Pickford was rested by manager Carlo Ancelotti after a turbulent few weeks, but replacement Robin Olsen could not keep out Wilson's 56th-minute penalty and his late second to prevent a much-changed Toffees' side from slipping to a 2-1 defeat at St James' Park.

His absence was the major talking point on an afternoon when the visitors, blunted without the injured James Rodriguez and the suspended Richarlison, rarely looked like bouncing back from their first reverse of the campaign at Southampton despite Dominic Calvert-Lewin's late goal.

Newcastle manager Steve Bruce had bristled at suggestions that his team was boring in the run-up to the game, and they were little more than functional, if marginally the better team on the day.

"We knew it would be a battle against one of the great managers," he said at the end of a hard-fought victory. "He has had a few problems with injuries but I couldn't be more pleased. We deserved it.

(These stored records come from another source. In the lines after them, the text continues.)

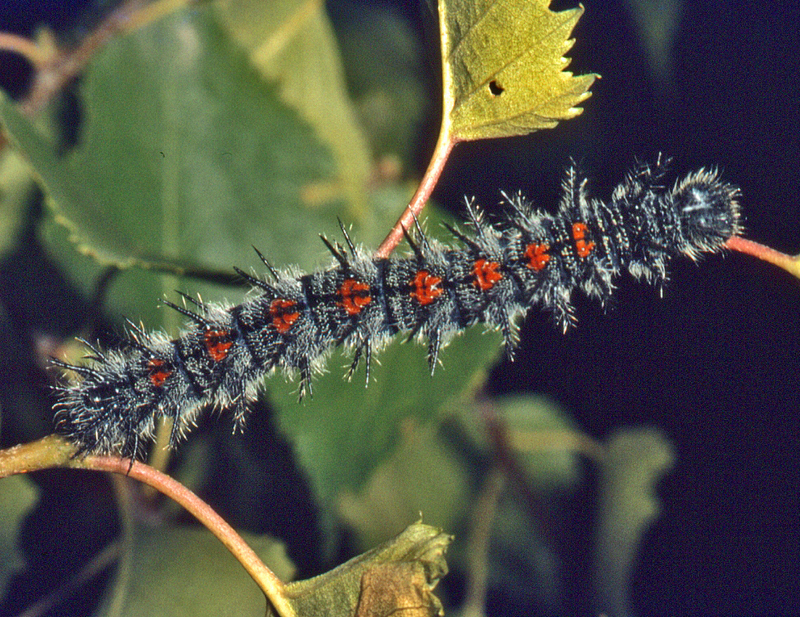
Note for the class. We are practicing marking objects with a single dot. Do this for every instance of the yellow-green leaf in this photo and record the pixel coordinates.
(396, 578)
(292, 44)
(503, 67)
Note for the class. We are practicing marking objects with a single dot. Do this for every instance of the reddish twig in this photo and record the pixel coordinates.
(440, 155)
(790, 263)
(269, 583)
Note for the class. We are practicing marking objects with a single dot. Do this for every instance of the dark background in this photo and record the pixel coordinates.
(713, 363)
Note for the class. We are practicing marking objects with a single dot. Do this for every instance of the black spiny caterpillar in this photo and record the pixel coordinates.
(292, 322)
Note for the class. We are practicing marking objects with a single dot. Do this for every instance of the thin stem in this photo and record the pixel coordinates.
(790, 263)
(96, 566)
(269, 583)
(440, 155)
(61, 69)
(53, 451)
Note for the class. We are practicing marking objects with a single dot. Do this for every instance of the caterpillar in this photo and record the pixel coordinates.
(292, 321)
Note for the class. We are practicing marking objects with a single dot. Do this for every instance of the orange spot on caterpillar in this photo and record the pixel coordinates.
(354, 296)
(158, 373)
(537, 256)
(218, 342)
(486, 274)
(426, 287)
(579, 235)
(283, 317)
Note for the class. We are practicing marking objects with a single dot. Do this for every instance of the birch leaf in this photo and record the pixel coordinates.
(396, 578)
(503, 67)
(636, 459)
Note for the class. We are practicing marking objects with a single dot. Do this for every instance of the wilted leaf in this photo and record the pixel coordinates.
(18, 495)
(635, 461)
(394, 579)
(503, 67)
(185, 571)
(292, 43)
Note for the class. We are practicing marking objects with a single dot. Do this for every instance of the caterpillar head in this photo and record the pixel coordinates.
(708, 212)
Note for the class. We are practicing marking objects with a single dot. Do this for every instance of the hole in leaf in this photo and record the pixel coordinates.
(495, 88)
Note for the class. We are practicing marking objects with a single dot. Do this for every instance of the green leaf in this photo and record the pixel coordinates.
(346, 429)
(185, 154)
(186, 571)
(16, 190)
(292, 44)
(423, 475)
(635, 461)
(18, 496)
(503, 67)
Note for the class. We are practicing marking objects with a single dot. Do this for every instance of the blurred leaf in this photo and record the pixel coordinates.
(636, 459)
(18, 496)
(187, 571)
(16, 189)
(503, 67)
(292, 44)
(421, 476)
(387, 75)
(345, 430)
(396, 578)
(544, 440)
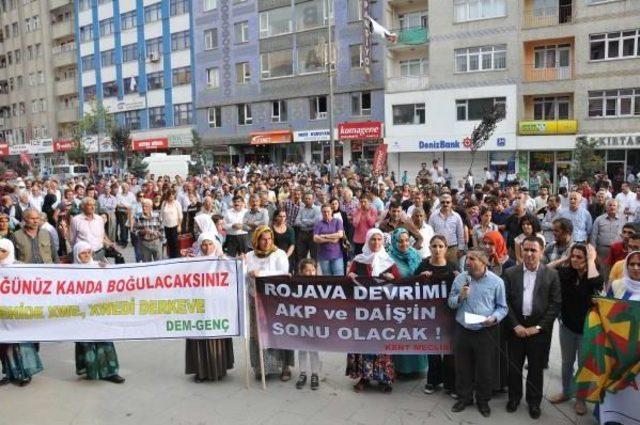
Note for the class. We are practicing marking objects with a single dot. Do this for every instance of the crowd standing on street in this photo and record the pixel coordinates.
(521, 259)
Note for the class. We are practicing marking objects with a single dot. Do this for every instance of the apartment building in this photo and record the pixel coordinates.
(135, 57)
(561, 69)
(38, 86)
(262, 80)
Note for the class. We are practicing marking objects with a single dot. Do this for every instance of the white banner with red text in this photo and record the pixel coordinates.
(189, 297)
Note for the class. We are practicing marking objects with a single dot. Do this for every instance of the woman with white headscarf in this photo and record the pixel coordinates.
(19, 361)
(209, 359)
(95, 360)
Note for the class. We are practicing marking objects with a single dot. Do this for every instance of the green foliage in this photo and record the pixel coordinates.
(586, 161)
(137, 167)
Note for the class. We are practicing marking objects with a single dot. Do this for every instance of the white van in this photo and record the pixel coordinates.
(69, 171)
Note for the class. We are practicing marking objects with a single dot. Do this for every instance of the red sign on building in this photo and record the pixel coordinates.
(151, 144)
(360, 130)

"When you play a good team tactically you have to be right. It wasn't much of a spectacle in the first half but once we got the goal ... all in all it is a good day's work for us."

Having revealed before kick-off that he had taken Pickford out of the firing line, but that he would return against Manchester United next weekend, Ancelotti put his faith in Sweden international Olsen and he, like opposite number Karl Darlow, enjoyed a quiet start to his afternoon.

Andre Gomes was doing his best to link with in-form striker Calvert-Lewin, but to no telling effect while Allan Saint-Maximin and Miguel Almiron were making little progress going the other way.

However, it was the Paraguay international who unlocked the door 14 minutes before the break after Darlow had punched away Gylfi Sigurdsson's corner, racing away to feed Wilson, whose inch-perfect pass to Saint-Maximin deserved a better reward than the save Olsen made as he raced from his line.

Calvert-Lewin, who had seen a 44th-minute drive blocked by Federico Fernandez, needed treatment minutes into the second half after a clash of heads with Fabian Schar as he headed a Jonjoe Kenny cross dangerously back across goal.

With wing-backs Jacob Murphy and Jamal Lewis far more prominent, the Magpies were playing considerably higher up the pitch, and they got their reward within 11 minutes of the restart after Gomes had fouled Wilson as he attempted to clear Sean Longstaff's near-post corner.

The striker stepped up to send Olsen the wrong way from the spot, but it would have been 2-0 within two minutes had the Swede not produced a fine reaction save to turn over Longstaff's close-range strike.

The game opened up as the Toffees pressed for an equaliser, and the Magpies looked to have wrapped it up six minutes from time when substitute Ryan Fraser surged into space on the left and crossed for Wilson to score at the far post.

However, Calvert-Lewin's injury-time strike – his 12th of the season in all competitions – made for a tense conclusion during which a back-pedalling Darlow had to tip Bernard's looping effort over.

"Some quality was missing, some speed and attention," said Ancelotti after the match. "The game was imbalanced. We wanted to wait for the opportunity. But they got the penalty from a lack of concentration. That made it a lot more difficult.

"They are important players missing. When you don't have these players you have to play differently, maybe with less quality but with more focus. The goals we conceded, we lacked focus."